Photocatalytic elimination of highly toxic Cr₂O₇²⁻ and stubborn reactive dyes requires photocatalysts to exhibit both robust oxidation and reduction capabilities. However, most single MOFs must utilize ultraviolet light and are incapable of concurrently providing sufficiently negative LUCO and positive HUCO potentials.

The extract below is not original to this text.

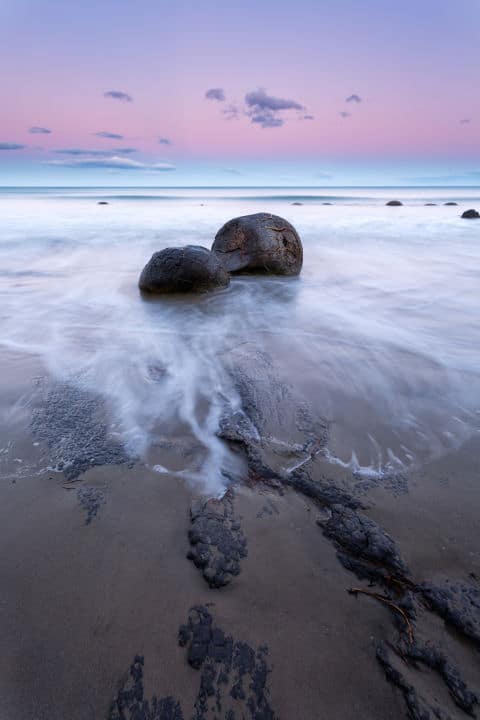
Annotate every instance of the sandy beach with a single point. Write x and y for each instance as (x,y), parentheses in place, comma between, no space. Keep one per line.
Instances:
(109,541)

In the current contribution, a water-stable In-MOF featured by typical n-type semiconductor was assembled and subsequently integrated with the in-situ growth In₂S₃ to construct a novel In₂S₃/In-MOF binary heterojunction. Notably, the intrinsic LUCO (−0.43 eV, vs. NHE) and HOCO (2.77 eV, vs. NHE) energy levels of deployed In-MOF exhibit a suitable band dislocation with In₂S₃'s CB (−0.85 eV, vs. NHE) and VB (1.43 eV, vs. NHE) potentials. And this integration facilitates the establishment of an S-Scheme carrier transfer mechanism, effectively inhibiting carriers recombination and ensuring the efficient utilization of the robust redox abilities offered by In₂S₃'s CB and In-MOF's HOCO. Under the driven of a low-energy xenon lamp, In₂S₃/In-MOF's optical-electrical properties involving photosensitiveness, photocurrent intensity and interface resistance have been notably improved. M55, with a feed mass ratio of In-MOF to In₂S₃ at 5 : 5, achieved a 99.9 % reduction efficiency for Cr(VI) within 80 min, degradation efficiencies of 77 % and 82 % for reactive dyes RB21 and RR2 within 12 h, respectively. Its reaction kinetics have increased by 8.79, 17.82 and 14.55 times compared to the pristine In-MOF, and by 1.66, 4.60 and 17.57 times relative to pure In₂S₃. This contribution offers a viable avenue for designing novel MOFs-based photocatalysts, which possess robust reducing and oxidizing capabilities, to address some intractable water pollution issues.